Topics

PAMELA looks for dark matter and antimatter

6 September 2006

On 15 June, at midday Moscow time, the Bajkonur Cosmodrome in Kazakhstan launched a Soyuz-TM2 rocket carrying the Russian satellite Resurs DK-1. This carried the Payload for Antimatter Matter Exploration and Light-nuclei Astrophysics (PAMELA), which will investigate antimatter and dark matter. A week later, the first scientific data were received, and after a series of tests on the satellite and all the on-board instruments, PAMELA entered continuous data-taking mode on 11 July.

CCEpam1_09-06

PAMELA will stay in space for at least three years, on a 70° elliptic orbit at an altitude of 300–600 km. Its instruments will measure the flux, energy and characteristics of extragalactic, galactic, solar and interplanetary cosmic rays; it will also investigate dark matter and antimatter in cosmic radiation. More specifically, it will measure cosmic-ray antiproton and positron spectra over the largest energy range ever achieved and will search for antinuclei with unprecedented sensitivity. It will also measure the light nuclear component of cosmic rays and explore phenomena connected with solar and terrestrial physics.

The payload, which is 1.3 m high and weighs 470 kg, consists of a magnetic spectrometer comprising a silicon tracker in a 0.48 T field produced by a permanent magnet, together with a time-of-flight system, an electromagnetic silicon tungsten calorimeter, a “shower-tail catcher” scintillator and a neutron detector, all of which are shielded by an anticoincidence system. Transmission of data takes place several times a day (one complete orbit lasts about 90 minutes) through a telemetry system connected to a main ground station in Moscow. Data are then forwarded to the participating institutes through high-speed connections: an average of 10–20 GB a day (both engineering and scientific information) are collected and transmitted when PAMELA is fully operating.

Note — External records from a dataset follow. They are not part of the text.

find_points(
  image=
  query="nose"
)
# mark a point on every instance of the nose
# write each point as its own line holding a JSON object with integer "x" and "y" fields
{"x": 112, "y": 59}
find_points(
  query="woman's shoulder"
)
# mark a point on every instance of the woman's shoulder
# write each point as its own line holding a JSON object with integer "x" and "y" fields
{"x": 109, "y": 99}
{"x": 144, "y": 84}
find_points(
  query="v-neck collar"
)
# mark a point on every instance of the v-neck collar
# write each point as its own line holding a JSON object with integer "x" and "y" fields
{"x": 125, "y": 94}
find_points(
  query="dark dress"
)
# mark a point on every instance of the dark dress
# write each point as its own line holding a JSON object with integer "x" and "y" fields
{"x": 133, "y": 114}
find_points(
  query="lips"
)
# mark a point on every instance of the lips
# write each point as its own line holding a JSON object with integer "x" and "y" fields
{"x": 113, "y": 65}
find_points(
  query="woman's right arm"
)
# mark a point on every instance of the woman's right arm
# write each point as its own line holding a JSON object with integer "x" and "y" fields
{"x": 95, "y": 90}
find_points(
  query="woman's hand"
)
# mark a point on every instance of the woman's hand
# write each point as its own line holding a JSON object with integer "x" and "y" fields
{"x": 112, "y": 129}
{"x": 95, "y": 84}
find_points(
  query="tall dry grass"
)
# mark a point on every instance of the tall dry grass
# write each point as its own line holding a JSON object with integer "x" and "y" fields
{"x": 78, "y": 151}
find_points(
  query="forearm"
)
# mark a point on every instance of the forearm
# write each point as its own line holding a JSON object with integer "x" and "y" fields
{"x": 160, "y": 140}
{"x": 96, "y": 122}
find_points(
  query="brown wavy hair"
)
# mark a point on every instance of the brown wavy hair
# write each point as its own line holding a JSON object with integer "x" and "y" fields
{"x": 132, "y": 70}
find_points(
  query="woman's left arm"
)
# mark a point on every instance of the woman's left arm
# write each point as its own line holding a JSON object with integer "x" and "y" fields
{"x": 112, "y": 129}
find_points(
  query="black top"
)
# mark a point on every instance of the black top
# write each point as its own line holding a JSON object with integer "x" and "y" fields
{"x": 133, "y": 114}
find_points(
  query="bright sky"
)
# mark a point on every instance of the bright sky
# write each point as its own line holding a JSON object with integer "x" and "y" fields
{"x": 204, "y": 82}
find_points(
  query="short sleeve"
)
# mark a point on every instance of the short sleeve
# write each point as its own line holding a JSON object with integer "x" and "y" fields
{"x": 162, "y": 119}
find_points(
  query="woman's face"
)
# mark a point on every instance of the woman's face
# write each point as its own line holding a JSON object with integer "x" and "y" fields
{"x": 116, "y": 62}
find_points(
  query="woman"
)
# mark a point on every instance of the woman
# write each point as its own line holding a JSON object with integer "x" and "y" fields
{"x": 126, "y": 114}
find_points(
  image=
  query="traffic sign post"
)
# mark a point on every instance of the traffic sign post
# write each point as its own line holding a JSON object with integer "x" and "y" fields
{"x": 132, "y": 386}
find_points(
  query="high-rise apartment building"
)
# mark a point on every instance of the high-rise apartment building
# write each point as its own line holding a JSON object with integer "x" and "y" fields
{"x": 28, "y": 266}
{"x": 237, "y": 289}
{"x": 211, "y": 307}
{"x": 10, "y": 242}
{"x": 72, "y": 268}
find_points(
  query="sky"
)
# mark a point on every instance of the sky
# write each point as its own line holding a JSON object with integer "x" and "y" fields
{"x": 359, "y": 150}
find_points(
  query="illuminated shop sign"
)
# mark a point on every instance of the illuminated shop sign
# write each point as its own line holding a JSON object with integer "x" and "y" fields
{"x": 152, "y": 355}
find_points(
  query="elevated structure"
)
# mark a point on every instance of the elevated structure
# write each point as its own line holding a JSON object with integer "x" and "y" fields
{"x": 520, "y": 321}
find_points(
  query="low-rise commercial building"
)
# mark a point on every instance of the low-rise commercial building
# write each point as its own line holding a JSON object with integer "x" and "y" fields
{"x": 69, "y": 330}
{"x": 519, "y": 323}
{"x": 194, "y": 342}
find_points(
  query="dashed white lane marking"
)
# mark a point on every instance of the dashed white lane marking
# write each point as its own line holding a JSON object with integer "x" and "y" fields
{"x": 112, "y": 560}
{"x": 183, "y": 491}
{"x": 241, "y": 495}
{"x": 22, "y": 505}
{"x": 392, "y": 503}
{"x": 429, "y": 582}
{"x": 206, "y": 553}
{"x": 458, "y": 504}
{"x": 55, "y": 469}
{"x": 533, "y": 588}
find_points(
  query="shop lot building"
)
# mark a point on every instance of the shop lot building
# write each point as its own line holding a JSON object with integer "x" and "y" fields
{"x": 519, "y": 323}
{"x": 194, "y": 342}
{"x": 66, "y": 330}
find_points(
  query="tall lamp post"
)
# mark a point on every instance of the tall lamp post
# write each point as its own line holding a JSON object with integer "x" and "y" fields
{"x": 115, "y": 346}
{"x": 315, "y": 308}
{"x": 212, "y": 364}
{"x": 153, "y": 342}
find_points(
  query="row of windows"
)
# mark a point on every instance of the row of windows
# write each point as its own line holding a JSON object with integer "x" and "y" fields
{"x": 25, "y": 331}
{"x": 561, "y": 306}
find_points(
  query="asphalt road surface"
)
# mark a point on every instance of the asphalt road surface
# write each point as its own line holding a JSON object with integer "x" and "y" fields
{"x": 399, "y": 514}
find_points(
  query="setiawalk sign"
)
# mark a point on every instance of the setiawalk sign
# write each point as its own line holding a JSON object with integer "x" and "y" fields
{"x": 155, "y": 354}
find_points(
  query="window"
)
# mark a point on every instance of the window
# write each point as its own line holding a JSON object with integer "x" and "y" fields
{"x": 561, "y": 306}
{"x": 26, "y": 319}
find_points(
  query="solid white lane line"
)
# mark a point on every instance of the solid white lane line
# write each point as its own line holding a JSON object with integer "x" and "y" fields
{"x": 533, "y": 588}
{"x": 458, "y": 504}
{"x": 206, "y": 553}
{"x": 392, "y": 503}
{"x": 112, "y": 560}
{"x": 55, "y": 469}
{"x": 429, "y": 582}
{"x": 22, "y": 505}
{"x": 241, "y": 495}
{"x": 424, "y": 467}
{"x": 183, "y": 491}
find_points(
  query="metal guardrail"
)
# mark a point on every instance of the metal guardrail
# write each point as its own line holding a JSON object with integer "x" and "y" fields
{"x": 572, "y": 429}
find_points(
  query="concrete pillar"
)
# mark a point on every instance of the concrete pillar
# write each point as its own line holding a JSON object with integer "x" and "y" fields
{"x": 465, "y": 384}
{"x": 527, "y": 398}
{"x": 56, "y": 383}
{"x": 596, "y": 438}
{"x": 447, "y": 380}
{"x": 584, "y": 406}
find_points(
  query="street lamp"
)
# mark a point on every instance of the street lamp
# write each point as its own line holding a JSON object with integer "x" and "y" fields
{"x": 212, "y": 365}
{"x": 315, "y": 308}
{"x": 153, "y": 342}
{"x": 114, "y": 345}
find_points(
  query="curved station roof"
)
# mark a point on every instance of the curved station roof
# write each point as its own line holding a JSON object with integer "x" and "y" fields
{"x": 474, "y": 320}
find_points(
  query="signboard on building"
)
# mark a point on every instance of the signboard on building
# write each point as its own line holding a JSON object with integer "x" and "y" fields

PAMELA is the result of a collaboration between the Italian National Institute of Nuclear Physics and the Russian Space Agency and research institutes, with the contribution of the Italian Space Agency, and participation in particular of the Swedish Space Agency, the Royal Institute of Technology in Stockholm, the German Space Agency and the University of Siegen, as well as institutes in India and the US. PAMELA is also a recognized experiment, RE2B, at CERN. Tests were conducted in beams at CERN and elsewhere on prototypes, as well as on the detectors in the final flight configuration.